[Sektor7] RED TEAM Operator: Windows Persistence Course
Welcome to Persistence in Windows course!
Real threat actors utilize various Tactics, Techniques and Procedures (aka TTPs). One of the tactic is Persistence – a way to survive a breached machine restart and preserve access to a target environment. There is a lot of focus on what methods adversaries use to exploit a particular vulnerability or how their C2 channels and infrastructure look like. Less often you find discussions about persistence. This course is aiming to change that.
You will learn almost 30 different persistence techniques working on Windows 10. Most of them were used by nation-state threat actors, like EquationGroup, Turla, APT29, ProjectSauron or malware, including Flame or Stuxnet.

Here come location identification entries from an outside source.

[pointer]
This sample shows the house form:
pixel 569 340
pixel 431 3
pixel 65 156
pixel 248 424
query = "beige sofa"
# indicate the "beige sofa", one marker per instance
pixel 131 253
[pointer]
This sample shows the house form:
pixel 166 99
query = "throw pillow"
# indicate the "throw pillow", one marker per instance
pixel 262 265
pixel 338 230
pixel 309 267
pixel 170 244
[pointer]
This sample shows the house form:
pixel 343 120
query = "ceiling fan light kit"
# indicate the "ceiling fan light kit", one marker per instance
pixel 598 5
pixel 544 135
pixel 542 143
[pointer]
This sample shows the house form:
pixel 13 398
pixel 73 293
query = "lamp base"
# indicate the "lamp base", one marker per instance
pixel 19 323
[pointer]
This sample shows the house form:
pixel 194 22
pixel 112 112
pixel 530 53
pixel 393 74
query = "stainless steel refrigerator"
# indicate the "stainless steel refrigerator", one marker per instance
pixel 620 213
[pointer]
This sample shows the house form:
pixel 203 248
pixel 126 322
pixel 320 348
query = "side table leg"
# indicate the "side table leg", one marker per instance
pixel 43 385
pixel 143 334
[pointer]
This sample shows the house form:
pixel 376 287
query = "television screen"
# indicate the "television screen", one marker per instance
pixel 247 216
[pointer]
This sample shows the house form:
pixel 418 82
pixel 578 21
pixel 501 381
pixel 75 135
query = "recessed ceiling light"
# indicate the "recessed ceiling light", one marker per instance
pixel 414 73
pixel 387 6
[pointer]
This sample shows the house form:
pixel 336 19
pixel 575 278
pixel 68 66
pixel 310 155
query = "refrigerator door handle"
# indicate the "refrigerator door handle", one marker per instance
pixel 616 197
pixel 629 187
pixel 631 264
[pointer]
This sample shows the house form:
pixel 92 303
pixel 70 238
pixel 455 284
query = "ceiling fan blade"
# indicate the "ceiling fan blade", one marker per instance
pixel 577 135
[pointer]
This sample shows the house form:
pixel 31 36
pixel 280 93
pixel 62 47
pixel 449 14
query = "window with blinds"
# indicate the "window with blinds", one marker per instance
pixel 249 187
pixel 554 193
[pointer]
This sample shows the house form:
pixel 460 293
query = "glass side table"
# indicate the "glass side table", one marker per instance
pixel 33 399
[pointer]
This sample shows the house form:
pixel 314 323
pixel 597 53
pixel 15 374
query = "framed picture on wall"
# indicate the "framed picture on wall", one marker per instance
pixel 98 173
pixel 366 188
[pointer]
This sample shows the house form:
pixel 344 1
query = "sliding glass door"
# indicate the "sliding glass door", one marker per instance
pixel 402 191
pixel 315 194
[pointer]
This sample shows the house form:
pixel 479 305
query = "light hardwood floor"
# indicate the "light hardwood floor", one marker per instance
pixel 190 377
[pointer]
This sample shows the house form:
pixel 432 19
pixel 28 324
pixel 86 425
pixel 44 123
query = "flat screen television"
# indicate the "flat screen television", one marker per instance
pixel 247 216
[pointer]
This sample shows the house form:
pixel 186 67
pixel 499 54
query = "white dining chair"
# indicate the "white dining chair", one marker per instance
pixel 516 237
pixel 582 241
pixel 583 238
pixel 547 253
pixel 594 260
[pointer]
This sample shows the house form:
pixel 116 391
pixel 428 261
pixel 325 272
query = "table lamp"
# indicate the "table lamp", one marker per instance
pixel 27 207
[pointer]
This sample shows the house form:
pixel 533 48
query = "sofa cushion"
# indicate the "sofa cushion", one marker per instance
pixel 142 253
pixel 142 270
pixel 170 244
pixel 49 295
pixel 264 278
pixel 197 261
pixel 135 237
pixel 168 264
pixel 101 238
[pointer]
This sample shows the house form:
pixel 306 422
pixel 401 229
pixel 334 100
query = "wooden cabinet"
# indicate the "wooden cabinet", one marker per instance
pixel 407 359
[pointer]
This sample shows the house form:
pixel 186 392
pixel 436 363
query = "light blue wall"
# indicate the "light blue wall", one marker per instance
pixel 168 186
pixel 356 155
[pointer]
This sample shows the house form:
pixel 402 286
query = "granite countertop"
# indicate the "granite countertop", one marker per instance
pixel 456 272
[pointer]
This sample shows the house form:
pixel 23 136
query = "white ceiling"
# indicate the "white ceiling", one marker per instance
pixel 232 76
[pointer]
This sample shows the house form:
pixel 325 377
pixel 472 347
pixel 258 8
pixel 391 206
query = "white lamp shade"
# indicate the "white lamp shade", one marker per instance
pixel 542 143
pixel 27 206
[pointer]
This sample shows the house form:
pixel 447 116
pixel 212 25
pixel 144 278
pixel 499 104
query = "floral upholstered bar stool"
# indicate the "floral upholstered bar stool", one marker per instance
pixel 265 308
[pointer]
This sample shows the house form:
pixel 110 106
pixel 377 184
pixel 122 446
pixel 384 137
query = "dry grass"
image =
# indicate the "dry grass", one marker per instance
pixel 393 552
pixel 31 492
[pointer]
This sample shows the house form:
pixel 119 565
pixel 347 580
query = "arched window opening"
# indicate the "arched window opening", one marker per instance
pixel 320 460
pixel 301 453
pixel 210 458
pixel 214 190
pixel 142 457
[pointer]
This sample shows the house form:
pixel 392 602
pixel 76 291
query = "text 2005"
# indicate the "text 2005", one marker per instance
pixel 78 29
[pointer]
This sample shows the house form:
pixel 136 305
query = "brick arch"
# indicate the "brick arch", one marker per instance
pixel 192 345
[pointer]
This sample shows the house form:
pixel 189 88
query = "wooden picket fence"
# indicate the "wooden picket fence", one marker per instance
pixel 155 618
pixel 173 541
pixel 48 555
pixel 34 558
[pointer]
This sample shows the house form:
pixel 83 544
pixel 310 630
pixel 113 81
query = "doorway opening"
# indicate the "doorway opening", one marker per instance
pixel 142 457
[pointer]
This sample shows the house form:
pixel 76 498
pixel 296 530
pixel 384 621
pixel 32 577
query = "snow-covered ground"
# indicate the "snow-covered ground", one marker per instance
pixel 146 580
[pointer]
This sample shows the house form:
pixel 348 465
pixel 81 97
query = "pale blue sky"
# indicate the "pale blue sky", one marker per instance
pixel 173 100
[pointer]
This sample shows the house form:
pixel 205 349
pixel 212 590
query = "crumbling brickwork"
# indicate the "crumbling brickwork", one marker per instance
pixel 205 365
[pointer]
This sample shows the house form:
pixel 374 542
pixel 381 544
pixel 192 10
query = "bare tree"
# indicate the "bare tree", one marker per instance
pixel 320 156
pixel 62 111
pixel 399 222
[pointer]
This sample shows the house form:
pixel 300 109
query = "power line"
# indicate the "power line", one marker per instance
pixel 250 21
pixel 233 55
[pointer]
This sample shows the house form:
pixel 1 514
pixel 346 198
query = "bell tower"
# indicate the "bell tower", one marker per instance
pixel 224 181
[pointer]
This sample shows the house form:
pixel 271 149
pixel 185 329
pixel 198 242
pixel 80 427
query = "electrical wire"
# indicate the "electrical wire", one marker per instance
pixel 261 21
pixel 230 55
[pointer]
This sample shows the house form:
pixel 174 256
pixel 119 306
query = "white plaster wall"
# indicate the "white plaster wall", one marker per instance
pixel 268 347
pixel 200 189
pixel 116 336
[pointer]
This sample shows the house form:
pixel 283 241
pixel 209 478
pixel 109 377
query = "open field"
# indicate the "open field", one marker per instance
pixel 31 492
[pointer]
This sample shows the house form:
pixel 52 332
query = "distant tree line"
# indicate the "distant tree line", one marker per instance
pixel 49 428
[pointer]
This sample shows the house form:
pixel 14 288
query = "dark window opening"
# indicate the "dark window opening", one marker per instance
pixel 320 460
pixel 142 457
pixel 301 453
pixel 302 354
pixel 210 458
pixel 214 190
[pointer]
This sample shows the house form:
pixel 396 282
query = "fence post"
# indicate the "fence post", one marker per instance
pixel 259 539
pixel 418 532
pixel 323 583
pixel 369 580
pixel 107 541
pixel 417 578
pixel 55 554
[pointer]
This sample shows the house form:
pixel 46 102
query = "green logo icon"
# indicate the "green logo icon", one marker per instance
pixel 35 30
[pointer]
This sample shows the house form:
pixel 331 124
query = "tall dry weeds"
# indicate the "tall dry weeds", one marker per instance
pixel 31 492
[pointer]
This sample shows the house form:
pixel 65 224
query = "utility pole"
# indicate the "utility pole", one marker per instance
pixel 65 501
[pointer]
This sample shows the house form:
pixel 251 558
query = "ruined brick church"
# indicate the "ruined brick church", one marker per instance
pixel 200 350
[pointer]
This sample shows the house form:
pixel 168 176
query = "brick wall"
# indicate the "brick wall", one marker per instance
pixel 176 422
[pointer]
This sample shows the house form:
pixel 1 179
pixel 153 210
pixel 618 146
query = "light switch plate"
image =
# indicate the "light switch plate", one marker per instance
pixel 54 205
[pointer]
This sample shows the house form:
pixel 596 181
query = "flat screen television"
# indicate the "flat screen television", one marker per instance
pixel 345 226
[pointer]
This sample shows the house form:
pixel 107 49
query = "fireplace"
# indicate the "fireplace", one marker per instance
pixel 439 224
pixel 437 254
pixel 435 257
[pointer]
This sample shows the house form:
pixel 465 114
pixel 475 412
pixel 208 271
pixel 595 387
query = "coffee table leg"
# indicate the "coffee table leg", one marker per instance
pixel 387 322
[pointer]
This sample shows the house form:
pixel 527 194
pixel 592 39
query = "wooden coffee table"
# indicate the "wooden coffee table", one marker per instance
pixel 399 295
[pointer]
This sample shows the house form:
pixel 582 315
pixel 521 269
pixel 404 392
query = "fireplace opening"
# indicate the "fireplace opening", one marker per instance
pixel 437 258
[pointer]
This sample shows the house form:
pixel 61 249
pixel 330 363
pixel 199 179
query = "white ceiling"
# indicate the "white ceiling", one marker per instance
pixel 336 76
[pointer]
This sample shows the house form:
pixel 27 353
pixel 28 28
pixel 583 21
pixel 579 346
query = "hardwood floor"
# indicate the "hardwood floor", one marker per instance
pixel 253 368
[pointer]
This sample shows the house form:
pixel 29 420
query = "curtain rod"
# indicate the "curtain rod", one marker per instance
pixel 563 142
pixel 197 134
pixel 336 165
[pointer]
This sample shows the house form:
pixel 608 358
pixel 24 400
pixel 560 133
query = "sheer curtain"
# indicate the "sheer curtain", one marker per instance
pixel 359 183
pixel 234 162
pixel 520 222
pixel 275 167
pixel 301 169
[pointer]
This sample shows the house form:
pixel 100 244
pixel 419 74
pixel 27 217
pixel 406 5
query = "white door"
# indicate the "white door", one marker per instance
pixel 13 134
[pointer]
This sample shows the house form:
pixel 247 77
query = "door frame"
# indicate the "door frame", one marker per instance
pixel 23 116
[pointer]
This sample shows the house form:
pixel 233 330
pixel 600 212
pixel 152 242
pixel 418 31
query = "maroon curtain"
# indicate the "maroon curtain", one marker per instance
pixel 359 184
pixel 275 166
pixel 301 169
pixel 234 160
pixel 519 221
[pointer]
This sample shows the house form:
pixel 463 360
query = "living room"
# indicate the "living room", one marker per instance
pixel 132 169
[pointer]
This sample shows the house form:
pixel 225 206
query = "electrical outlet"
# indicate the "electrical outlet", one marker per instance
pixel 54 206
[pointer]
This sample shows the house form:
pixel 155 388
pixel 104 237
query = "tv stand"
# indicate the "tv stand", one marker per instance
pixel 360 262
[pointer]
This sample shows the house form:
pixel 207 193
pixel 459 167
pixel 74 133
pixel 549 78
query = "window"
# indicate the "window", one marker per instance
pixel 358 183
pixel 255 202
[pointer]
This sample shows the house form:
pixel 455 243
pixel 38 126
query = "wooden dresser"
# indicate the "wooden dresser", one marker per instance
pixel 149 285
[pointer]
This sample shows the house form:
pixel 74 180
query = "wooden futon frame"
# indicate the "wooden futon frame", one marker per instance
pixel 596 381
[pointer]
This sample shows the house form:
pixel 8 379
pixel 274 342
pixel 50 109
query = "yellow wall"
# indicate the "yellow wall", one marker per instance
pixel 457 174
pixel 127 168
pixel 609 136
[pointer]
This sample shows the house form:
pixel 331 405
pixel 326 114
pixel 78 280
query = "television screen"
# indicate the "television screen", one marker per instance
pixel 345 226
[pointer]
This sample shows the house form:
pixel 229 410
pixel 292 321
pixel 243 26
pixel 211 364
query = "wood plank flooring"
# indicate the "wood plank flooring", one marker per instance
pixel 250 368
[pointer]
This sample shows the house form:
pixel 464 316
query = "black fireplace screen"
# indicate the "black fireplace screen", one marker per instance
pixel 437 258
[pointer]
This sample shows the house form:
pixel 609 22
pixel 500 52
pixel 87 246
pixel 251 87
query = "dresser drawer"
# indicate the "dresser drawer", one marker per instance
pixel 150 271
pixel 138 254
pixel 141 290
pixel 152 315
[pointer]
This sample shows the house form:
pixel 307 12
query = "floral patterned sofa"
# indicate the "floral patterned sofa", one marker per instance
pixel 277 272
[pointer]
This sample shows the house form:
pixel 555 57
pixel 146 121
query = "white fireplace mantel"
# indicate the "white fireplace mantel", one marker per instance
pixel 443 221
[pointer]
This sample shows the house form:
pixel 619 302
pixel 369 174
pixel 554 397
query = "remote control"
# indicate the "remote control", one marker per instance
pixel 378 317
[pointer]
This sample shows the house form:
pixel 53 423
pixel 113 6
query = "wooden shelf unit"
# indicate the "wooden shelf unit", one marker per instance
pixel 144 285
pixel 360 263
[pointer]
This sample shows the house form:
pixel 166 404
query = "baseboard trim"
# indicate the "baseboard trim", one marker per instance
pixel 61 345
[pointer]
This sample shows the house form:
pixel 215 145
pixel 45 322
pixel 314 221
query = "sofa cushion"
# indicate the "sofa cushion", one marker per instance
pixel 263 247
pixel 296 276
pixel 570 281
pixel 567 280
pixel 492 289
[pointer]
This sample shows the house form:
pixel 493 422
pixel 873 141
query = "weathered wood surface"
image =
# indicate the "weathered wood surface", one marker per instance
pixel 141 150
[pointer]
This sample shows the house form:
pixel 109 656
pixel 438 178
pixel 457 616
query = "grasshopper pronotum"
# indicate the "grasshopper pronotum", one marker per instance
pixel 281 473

As usual you will get not only full explanation of each technique with examples, but also a working code templates (written in C) and a complete development environment you can experiment with.
You Will Learn
- Knowledge about Windows persistence used by real threat actors, including nation-state adversaries
- 27 different techniques, including:
- DLL Proxying
- COM hijacking
- Multiaction Tasks
- Port Monitors
- Time Providers
- WMI Eventing
- LSA-as-a-Persistence
- and much more…
Target Audience
- Ethical Hackers
- Penetration Testers
- Blue Teamers
- Threat Hunters
- All security engineers/professionals wanting to learn advanced offensive tactics
Requirements
- Understanding of operating system architecture
- Some experience with Windows OS
- Basic knowledge about coding in C/C++
- Computer with min. 4 GB of RAM + 30 GB of free disk space
- VirtualBox 6.0+ installed
- Strong will to learn and having fun
Instructor: reenz0h
Chief Research Officer at SEKTOR7. In the industry for over 20 years. Worked in global Red Team for almost a decade. Simulated threat actors targeting IT infrastructure across various industries (financial, technology, industrial, energy, aviation) around the world. Speaker at HackCon, PWNing, WTH@ck, Sec-T, T2, DeepSec. Gave guest lectures at several military and civil academies and universities.
Founder of x33fcon security conference
and SEKTOR7 offensive research company.